Что-то нехорошее было в детском голосе. Хинсдро обернулся. Птица успела перелететь к Тсино на окно, сесть рядом. Тоже глядела пристально, будто выжидательно.
– Да?.. – он постарался улыбнуться. Тсино кивнул на птицу.
– Знаешь, она в последнее время часто повторяет одну фразу, страшным таким тоном… почти кричит. Это относится к тому, что я должен тебе рассказывать?
Сердце еще потяжелело, в виске кольнуло, но Хинсдро не дрогнул.
– Не знаю… она порой твердит то, что слышала в прошлом. В разных жизнях. Это может звучать довольно пугающе, но редко что-то значит. И все же скажи-ка.
– Верни его, – выдохнул Тсино глухо. Хинсдро растерялся:
– Что? Кого? – на миг он даже решил, что речь внезапно о любимом Хельмо.
– Не знаю. – Сын погладил птицу по спине. – Не знаю, но она это говорит. «Верни его… верни». – Он посмотрел в упор. Тем взглядом, который Хинсдро ох как не любил что у сына, что у племянника. – Она… не имеет в виду трон? Как думаешь?
– Боже. – Хинсдро не смог остановить руку, начавшую рисовать в воздухе солнечный знак. Прокашлялся. – Боже, нет, вряд ли, не думаю, что речь о таких вещах…
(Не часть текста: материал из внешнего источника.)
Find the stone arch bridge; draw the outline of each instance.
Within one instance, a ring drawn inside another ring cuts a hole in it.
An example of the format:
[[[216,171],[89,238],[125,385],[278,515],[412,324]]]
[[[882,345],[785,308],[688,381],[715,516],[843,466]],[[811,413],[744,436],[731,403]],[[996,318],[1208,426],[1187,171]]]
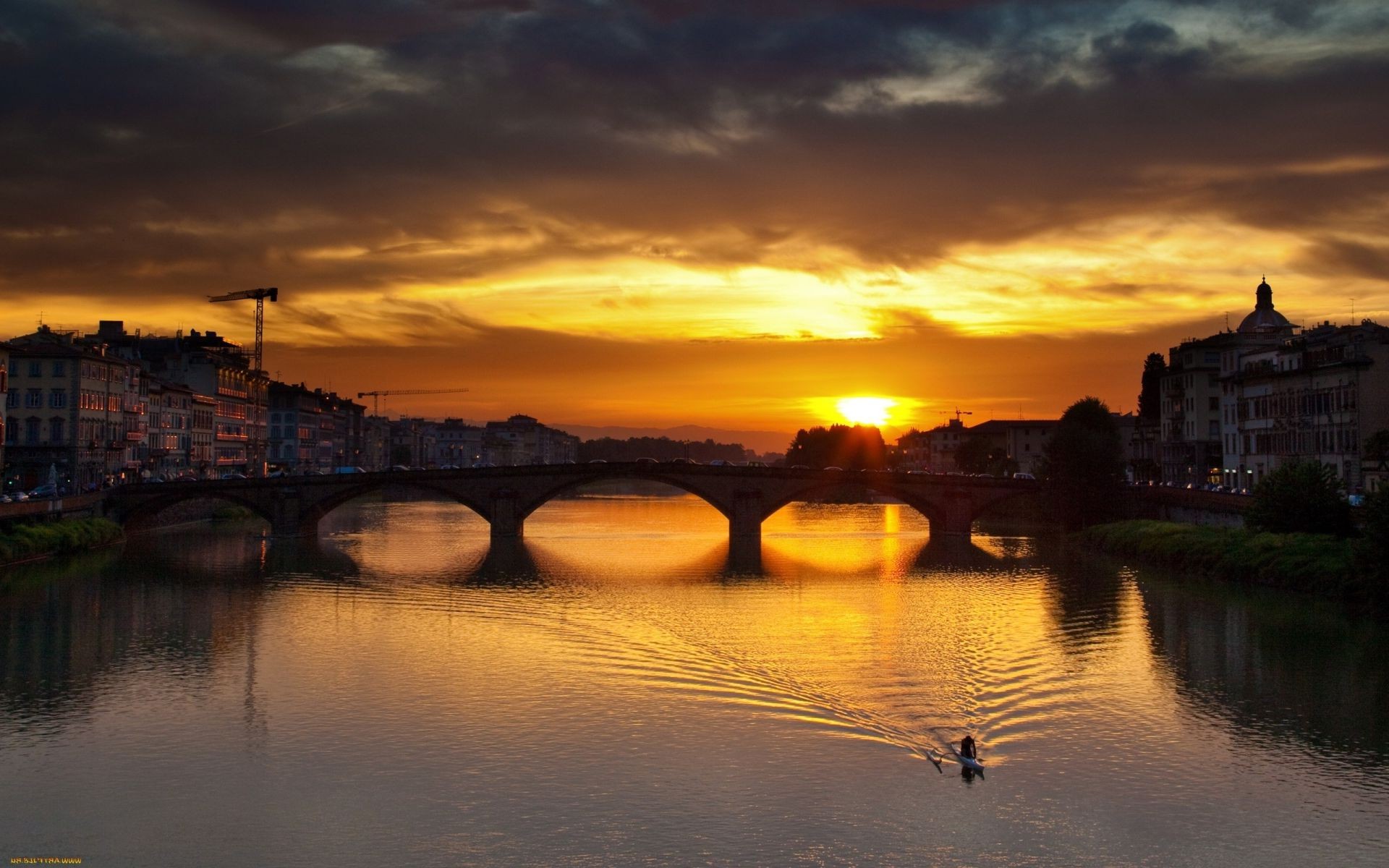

– А о каких? – Тсино чуть повел плечами, будто замерз.
– Не имею понятия, сказал же, – солгал Хинсдро и отвел глаза. – Согласен. Тревожно. Но все же забудь. Говорю, она только повторяет. Сама ничего не придумывает. А Вайго, даже если бы хотел, не смог бы мне так сказать, умер ведь. Но спасибо. За внимательность.
– Ладно. – Тсино улыбнулся. Подставил птице руку, она туда взгромоздилась всей тушей, счастливо заквохтала, склоняя обе головы ему на плечо. – Запомню. Спасибо.